Reading begins in a kid's ears. When you talk to your kid, you are putting the sounds of the English language in to his brain. His brain is properly wired to learn to speak back to you. Over time his speaking vocabulary grows to thousands of words. The more you talk, sing, & read to your kid, the bigger his speaking vocabulary will become. Here is the surprise: kid's brains are not automatically wired for reading. Your kid needs your help to become a successful reader. Learning how to read begins when your kid's ears are prepared. There is several things you can do to get your kid's ears prepared. Teach him how to rhyme by playing rhyming games, or reading rhyming poems to him. Play various the other games introduced in this net site. His ears are prepared when they can rhyme & play the games successfully.
Teach your kid alphabet letter names & sounds. This is the beginning of phonics. Phonics is learning what letters & letter combinations "say." It is an essential part of learning how to read. Don't assume that your kid learned all the letter sounds in school. It is likely that they does not know the vowel sounds because they sound so similar. Other important phonic combinations are listed in the sidebar. When your kid learns letter sounds, teach her to "blend" them together to "sound out" new words. Knowledge of phonics will help her to read lots of words that follow phonic rules. The best way to incorporate phonics is to discover a short reading choice that has lots of "sh" words, for example, & read those words to him. Ask your kid to say some words beginning with the "sh" sound. Then teach him to read the short choice. Continue teaching phonics by finding other short reading selections, each highlighting of the letter combinations from the phonic list. notice that letters & letter combinations appear in different places in words. Vowels often occur in the midst of words. "Wh" occurs at the beginning of words & "Ch" appears at the beginning or finish of words.
Phonic skills must be put in to connected print in order to become useful. Connected print is short selections in magazines or books. books, both by Dr. Seuss, have wonderful selections to help a kid apply a phonic skill by reading connected print.
. Hop on Pop, an simpler choice by Dr. Seuss (1963), has the following selections:
* pages 3-5 short u "Up pup pup is up."
* pages 22-24 short e "Red Red They call me Red."
* pages 26-33 short a "Pat cat Pat sat on a cat." "Dad is doleful. , doleful."
* pages 40-41 short o "We like to hop on top of Pop."
* pages 56-57 short i "Will is up hill still."
. Fish, Fish, Red Fish, Blue Fish, by Dr. Seuss (1960), has these selections:
* pages 10-11, 18-19 short u "They run for fun in the hot, hot sun."
* pages 26-27 ea words "Oh dear! I cannot listen to."
* pages 30-31 oo words "He took a glance at the book on the hook."
* pages 40-43 short i "It is fun to sing in case you sing with a Ying."

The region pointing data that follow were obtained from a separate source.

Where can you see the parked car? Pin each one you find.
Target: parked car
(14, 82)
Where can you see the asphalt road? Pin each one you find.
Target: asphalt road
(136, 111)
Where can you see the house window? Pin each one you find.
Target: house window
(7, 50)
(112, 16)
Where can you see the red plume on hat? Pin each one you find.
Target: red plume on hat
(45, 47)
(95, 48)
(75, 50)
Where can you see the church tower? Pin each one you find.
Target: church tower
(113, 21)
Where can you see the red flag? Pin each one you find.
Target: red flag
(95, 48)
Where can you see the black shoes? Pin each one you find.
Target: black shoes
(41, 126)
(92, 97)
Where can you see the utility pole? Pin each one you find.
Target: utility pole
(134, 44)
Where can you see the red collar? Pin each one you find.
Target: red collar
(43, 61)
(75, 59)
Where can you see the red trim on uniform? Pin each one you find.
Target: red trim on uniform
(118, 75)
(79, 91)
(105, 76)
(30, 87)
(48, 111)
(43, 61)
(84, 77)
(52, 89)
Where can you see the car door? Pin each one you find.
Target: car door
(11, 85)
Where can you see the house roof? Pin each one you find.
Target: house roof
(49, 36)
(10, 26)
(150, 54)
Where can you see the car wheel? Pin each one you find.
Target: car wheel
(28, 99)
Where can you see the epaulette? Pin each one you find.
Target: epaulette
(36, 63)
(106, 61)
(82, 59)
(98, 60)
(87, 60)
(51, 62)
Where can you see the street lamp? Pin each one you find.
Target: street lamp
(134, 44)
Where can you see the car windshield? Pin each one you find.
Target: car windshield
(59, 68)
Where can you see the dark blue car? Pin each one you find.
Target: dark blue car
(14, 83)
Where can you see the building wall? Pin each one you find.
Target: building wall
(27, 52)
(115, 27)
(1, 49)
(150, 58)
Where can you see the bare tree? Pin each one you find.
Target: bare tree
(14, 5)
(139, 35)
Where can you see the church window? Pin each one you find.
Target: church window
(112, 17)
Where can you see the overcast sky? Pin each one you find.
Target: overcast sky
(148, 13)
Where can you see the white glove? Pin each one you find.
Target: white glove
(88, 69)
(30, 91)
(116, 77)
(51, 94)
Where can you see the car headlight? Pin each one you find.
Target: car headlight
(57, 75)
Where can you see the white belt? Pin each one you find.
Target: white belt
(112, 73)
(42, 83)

* pages 48-49 short e "You seldom meta pet as wet as they let this wet pet get."
Best of all, using To, With, & By will improve your kid's fluency & comprehension. The objective of reading is comprehension. When your kid can sound out new words, has memorized a bunch of sight words, reads fluently & understands what they read, they has learned how to read!
You ought to help your kid read a used reading choice every other day. This is incorporating whole language methods of learning how to read. Using "To, With, & By" teach your kid how to read a couple of sentences or paragraph until it sounds great. The whole language method helps your kid learn to read "sight words." Sight words must be memorized because they don't follow phonic rules. (Half of all words in the English language are sight words.)